Nesta segunda-feira, a Procuradoria da República em Mato Grosso do Sul publicou a portaria que instaura procedimento administrativo para acompanhar o processo de certificação internacional Alliance for Water Stewardship (AWS) da planta de Campo Grande da empresa Coca-Cola Femsa Brasil, que está em andamento.

De acordo com a publicação assinada pelo procurador Luiz Eduardo Camargo Outeiro Hernandes, a ofensiva do órgão ocorre “em razão da notícia de suposta apropriação indevida da imagem e da identidade cultural de povos indígenas das etnias kinikinau e terena”.

Na argumentação, o procurador cita que foram encaminhados ofícios à Coca-Cola e à Coordenação Regional da Fundação Nacional dos Povos Indígenas (Funai), em Campo Grande, para que fossem repassadas mais informações sobre o caso.

Em resposta, a Spal Indústria Brasileira de Bebidas S.A., a razão social da Coca-Cola Femsa, afirmou que segue um padrão de certificação da AWS e que “o engajamento e o diálogo contínuo com diversas partes interessadas” fazem parte das ações para conquistar a aliança.

“Foram também convidados a participar de uma dessas reuniões dois líderes das comunidades indígenas kinikinau e terena, a fim de que fossem informados a respeito das atividades da empresa, seus impactos, seu plano de uso sustentável da água e os critérios de certificação AWS”, afirmou a empresa ao MPF.
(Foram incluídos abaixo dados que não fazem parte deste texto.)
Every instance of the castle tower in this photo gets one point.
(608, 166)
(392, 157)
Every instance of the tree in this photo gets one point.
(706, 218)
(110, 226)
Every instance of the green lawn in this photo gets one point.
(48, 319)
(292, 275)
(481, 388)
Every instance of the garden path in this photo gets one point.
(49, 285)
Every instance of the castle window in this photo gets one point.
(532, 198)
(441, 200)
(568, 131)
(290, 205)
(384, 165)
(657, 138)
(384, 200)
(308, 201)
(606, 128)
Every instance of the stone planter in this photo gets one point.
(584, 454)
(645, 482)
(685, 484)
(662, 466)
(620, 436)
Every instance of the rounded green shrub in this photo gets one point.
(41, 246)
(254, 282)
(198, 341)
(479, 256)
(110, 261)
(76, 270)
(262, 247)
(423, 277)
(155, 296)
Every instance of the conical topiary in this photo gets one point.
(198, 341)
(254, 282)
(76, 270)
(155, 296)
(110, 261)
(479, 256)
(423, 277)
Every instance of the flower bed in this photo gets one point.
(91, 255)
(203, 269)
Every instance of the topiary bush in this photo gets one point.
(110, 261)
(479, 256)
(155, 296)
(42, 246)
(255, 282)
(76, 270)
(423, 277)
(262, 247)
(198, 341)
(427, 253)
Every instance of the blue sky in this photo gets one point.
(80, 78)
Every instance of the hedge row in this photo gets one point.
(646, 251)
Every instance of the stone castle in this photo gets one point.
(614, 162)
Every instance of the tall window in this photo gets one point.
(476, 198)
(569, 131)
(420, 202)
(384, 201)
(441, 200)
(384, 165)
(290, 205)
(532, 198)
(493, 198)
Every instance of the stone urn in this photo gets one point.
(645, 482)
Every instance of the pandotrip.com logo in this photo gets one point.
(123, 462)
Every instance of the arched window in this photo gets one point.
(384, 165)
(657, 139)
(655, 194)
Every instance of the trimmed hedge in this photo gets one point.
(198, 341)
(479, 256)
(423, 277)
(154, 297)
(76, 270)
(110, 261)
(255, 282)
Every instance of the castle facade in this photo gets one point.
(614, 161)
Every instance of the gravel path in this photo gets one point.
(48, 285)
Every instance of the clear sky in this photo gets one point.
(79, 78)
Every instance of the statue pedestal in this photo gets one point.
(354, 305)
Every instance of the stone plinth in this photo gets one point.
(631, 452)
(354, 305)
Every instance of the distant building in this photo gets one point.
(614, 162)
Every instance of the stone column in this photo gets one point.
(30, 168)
Ainda, foi determinado que seja encaminhado um novo ofício à empresa para que, dentro de 10 dias, manifeste-se sobre a atual situação da certificação e confirme se houve um novo encontro com os líderes e membros das comunidades indígenas citadas, além da reunião em agosto do ano passado.

Por fim, o procurador determina que a tramitação do instrumento deve durar por um ano. 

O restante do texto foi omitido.